His presence was either explosive or absent – great gusts of irreverent and off-color humor, then simmering, piercing barbs. No one has made me laugh harder or more often than my father. Mostly buzzed, mean, and dismissive at mealtimes – the only time I remember seeing him with any consistency when he wasn’t traveling on the road.
I knew he never really saw me but referred to me often as the “smart” or “good” one to shame my siblings into behaving. Rarely would he address me directly and when he did it was to spout some empty maxim like, You can do anything you set your mind to” but never followed up with any real interest in what that might be and how he could encourage or support me. Lots of air blowing around as a underdeveloped Gemini…
Wow – great exercise. I made peace with him and loved caring for him at the end of his life, but his mark in my life is still what it is.

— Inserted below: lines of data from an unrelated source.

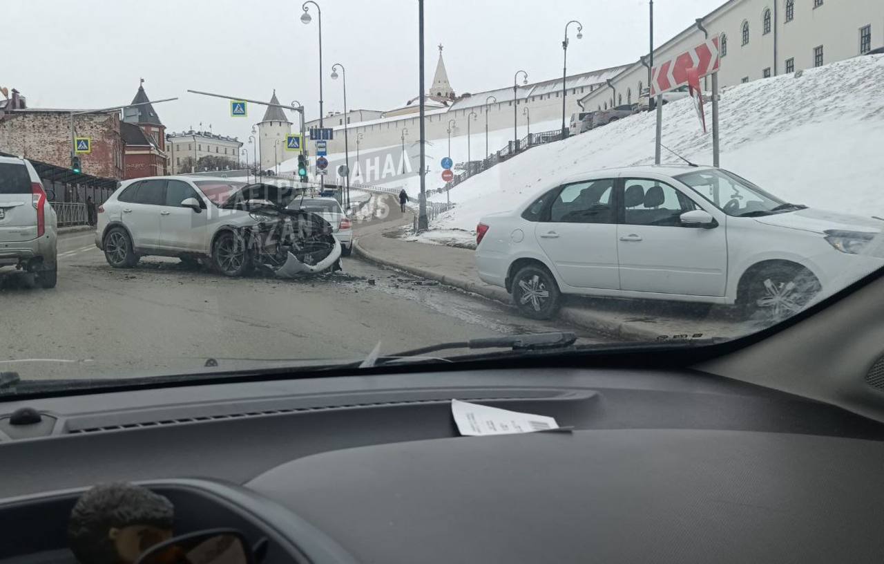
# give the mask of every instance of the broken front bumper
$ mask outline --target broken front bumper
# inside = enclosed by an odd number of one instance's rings
[[[279,267],[279,270],[276,271],[276,275],[279,278],[290,278],[299,274],[316,274],[316,272],[322,272],[323,271],[329,269],[339,259],[340,242],[335,239],[334,248],[332,249],[332,252],[328,254],[328,256],[316,264],[305,264],[304,263],[299,261],[294,255],[289,253],[288,259],[286,259],[285,264]]]

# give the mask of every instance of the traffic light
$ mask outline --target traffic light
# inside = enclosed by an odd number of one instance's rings
[[[307,156],[298,155],[298,176],[301,179],[307,176]]]

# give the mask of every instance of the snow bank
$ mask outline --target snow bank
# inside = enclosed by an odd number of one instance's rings
[[[724,89],[721,166],[789,202],[884,217],[881,85],[884,56],[865,56]],[[711,104],[705,110],[711,127]],[[449,195],[458,206],[432,226],[472,233],[482,216],[510,210],[557,179],[652,164],[654,128],[646,112],[531,149],[455,187]],[[700,131],[690,99],[663,107],[663,144],[712,163],[712,133]],[[680,161],[664,149],[663,163]]]

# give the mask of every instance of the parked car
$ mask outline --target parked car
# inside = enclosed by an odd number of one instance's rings
[[[0,156],[0,268],[33,272],[43,288],[58,279],[58,220],[50,197],[29,161]]]
[[[609,110],[602,110],[601,111],[592,112],[592,127],[601,127],[602,126],[606,126],[612,121],[617,121],[618,119],[622,119],[623,118],[629,118],[632,114],[637,111],[636,104],[623,104],[621,106],[616,106]]]
[[[580,111],[577,113],[571,114],[571,121],[568,125],[568,133],[571,135],[578,135],[584,131],[591,129],[591,126],[587,125],[586,119],[588,117],[591,118],[591,111]]]
[[[289,204],[290,208],[297,208],[311,211],[332,225],[335,239],[340,243],[340,254],[349,256],[353,251],[353,224],[347,217],[344,210],[334,198],[295,198]]]
[[[217,178],[137,179],[98,208],[95,245],[110,266],[148,255],[202,261],[225,276],[259,268],[280,277],[337,264],[332,225],[288,206],[298,190]]]
[[[554,316],[564,293],[779,319],[884,264],[882,226],[788,203],[721,169],[640,166],[575,175],[483,217],[476,258],[530,317]]]

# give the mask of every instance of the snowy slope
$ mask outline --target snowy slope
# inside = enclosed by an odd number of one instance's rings
[[[721,166],[789,202],[884,217],[881,85],[884,56],[866,56],[725,89]],[[455,187],[457,208],[432,227],[472,232],[482,216],[512,209],[558,178],[652,164],[654,126],[654,115],[643,113],[532,149]],[[712,164],[712,134],[700,131],[689,99],[664,106],[663,144]],[[676,162],[664,149],[663,163]]]

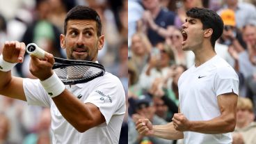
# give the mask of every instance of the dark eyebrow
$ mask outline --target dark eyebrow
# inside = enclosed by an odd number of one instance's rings
[[[71,31],[79,31],[77,28],[72,27],[72,26],[70,26],[69,29],[71,30]],[[90,30],[93,31],[94,29],[93,27],[88,27],[88,28],[84,29],[83,31],[90,31]]]
[[[186,19],[185,22],[196,22],[196,20],[195,20],[195,19],[191,18],[191,19]]]

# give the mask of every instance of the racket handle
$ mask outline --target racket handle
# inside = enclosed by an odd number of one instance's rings
[[[26,52],[30,55],[35,56],[38,58],[44,58],[45,51],[42,49],[38,47],[38,46],[35,43],[30,43],[26,45]]]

My father was a cross between Peter Pan and Houdini. He escaped all opportunities for growing and developing by disappearing, drinking, or disappearing to drink. On his good side, he was funny, friendly, hospitable, and a good provider. He seemed to think these qualities were enough, that they exempted him from any responsibility for anything else or to anyone else. He thought fulfilling the role of supporting six kids entitled him to violate the rights and boundaries of others. Because he recognized no limits and resisted any that were placed on him, he was unable to fulfill the guidance and protection functions of Father. If things got “out of control”, he disappeared. If Mom wanted to communicate, he disappeared. If the kids got noisy, he disappeared. And he always came back “funnier and friendlier.”
Because I grow up with an absence of the fathering function in my holding environment, I did not develop the capacities to take care of and protect myself in the adult world, and I lacked basic trust that anything or anyone was looking out for my best interests and would be there to provide what I needed. I thought if I were to survive, the “fight” would be up to me.
It was through the long process of inner development that I came to understand the hole. Guides and mentors, one of which was Lynn, helped me to develop some capacity to connect with Inner Father and parent myself. I sometimes experience Basic Trust that the universe is friendly, and sometimes I don’t. But more often now, I can “know it” even when I don’t experience it – which at least holds me until I’m reconnected.